Не надо! Слишком уж отдает от последнего пункта необъективностью и уязвленным самолюбием поверженного соперника. Поверженного не только морально, но и в прямом смысле слова, физически, когда двухметровый детина, исполняющий под руководством Рудика роль домкрата, рухнул скрюченный к ногам светлоглазого недомерка. Эту прелестную сценку мне еще предстоит описать. Но сначала —
ПРОТИВ.
1. Почему раньше он не «убрал» изобличительные записки? Ведь тем самым он мог предотвратить появление фельетона.
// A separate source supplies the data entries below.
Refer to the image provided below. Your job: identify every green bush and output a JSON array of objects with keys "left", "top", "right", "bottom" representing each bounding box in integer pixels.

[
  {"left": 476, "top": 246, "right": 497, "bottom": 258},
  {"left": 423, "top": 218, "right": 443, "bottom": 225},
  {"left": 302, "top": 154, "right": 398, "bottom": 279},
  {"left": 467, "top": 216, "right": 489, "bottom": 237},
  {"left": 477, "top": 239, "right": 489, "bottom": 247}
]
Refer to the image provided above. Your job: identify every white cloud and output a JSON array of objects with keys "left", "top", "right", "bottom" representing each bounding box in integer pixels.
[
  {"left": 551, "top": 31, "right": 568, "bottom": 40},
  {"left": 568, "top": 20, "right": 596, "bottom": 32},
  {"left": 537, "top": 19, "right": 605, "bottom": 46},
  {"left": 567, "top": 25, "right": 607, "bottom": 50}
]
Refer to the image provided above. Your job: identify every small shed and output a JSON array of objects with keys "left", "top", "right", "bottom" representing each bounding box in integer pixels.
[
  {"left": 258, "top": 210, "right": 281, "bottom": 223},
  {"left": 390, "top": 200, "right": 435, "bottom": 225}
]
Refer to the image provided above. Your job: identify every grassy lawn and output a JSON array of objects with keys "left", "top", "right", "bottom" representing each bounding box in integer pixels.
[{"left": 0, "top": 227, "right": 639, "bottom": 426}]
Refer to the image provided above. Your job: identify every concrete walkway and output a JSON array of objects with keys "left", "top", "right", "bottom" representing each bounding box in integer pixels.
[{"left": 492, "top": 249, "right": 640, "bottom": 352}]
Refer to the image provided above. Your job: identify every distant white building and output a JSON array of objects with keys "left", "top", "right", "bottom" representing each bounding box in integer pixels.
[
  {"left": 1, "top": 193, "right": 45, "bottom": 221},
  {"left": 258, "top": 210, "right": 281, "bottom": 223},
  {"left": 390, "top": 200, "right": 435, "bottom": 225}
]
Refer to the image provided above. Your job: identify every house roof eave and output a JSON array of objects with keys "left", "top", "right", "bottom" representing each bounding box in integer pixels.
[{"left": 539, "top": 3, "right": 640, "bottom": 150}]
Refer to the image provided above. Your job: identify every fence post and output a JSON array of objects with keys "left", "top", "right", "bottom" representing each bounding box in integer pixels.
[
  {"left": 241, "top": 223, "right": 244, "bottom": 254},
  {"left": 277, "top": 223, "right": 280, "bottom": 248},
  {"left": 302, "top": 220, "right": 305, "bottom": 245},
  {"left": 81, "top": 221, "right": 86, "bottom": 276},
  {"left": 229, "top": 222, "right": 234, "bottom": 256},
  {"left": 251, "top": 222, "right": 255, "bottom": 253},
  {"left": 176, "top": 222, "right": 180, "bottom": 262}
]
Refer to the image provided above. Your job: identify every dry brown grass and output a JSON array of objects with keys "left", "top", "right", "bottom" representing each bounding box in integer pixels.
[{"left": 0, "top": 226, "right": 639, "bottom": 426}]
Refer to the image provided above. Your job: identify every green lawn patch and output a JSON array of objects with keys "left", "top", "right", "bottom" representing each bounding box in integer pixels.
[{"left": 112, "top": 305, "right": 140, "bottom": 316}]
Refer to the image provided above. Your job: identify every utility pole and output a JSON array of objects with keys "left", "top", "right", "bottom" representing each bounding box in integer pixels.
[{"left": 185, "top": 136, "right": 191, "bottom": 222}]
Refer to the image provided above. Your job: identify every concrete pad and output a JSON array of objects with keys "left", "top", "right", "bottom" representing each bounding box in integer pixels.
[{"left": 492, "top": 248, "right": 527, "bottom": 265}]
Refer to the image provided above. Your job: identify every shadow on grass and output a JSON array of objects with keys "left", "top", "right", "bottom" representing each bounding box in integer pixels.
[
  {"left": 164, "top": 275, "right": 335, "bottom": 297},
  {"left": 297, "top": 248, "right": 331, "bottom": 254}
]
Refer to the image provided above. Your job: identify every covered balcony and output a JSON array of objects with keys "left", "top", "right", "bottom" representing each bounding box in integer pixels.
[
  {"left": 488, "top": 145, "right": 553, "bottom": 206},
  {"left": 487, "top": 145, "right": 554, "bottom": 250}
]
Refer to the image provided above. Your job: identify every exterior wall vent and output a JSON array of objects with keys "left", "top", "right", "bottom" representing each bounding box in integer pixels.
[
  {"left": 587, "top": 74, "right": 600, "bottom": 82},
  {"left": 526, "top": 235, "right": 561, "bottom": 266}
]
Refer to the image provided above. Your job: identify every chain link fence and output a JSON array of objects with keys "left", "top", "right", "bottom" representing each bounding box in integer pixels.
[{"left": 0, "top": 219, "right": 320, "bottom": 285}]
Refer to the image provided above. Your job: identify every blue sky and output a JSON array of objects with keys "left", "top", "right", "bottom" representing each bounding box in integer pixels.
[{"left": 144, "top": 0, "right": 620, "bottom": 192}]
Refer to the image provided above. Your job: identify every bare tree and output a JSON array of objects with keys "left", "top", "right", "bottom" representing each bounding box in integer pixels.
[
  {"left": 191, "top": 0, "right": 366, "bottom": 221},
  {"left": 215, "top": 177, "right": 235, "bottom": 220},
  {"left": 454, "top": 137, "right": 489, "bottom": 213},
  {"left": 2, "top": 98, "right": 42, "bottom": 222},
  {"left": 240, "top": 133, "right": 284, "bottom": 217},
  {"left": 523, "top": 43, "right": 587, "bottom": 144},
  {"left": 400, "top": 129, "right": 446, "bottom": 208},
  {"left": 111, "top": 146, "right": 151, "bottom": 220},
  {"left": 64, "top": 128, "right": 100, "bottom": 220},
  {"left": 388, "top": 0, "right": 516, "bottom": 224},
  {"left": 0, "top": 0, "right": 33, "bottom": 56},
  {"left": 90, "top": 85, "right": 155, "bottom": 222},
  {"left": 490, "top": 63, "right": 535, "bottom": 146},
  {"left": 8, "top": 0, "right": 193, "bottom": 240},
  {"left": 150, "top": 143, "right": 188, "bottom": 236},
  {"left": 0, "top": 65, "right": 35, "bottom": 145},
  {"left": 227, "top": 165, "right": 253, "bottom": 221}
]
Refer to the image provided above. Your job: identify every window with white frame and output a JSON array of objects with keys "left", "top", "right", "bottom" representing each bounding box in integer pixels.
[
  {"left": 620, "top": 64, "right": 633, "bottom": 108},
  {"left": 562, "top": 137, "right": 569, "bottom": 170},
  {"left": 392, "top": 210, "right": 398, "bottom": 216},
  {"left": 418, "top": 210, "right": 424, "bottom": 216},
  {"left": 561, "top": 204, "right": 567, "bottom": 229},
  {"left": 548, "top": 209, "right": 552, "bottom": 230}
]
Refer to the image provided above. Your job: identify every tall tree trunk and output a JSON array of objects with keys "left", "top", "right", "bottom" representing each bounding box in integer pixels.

2. Да, отец Свечкин не доверял Свечкину-сыну, но, строго говоря, это характеризует не столько сына, сколько отца, который вообще никому не доверял. Мне — в том числе, иначе бы он в самом начале оставил в редакции эти злополучные писульки.
3. Петр пекся о здоровье папаши — это несомненно, но ведь он не мог не понимать, как ударит по отцу неожиданная пропажа.
4. Кроме Петра, бывали же в доме и другие люди… Стоп! Это уж явно попахивает любимым жанром генеральской дочки. Быть может, никто и не похищал замусоленных бумажек? Быть может, недоверчивый и подозрительный старик попросту перепрятал их в свой несветлый час и — вон из головы?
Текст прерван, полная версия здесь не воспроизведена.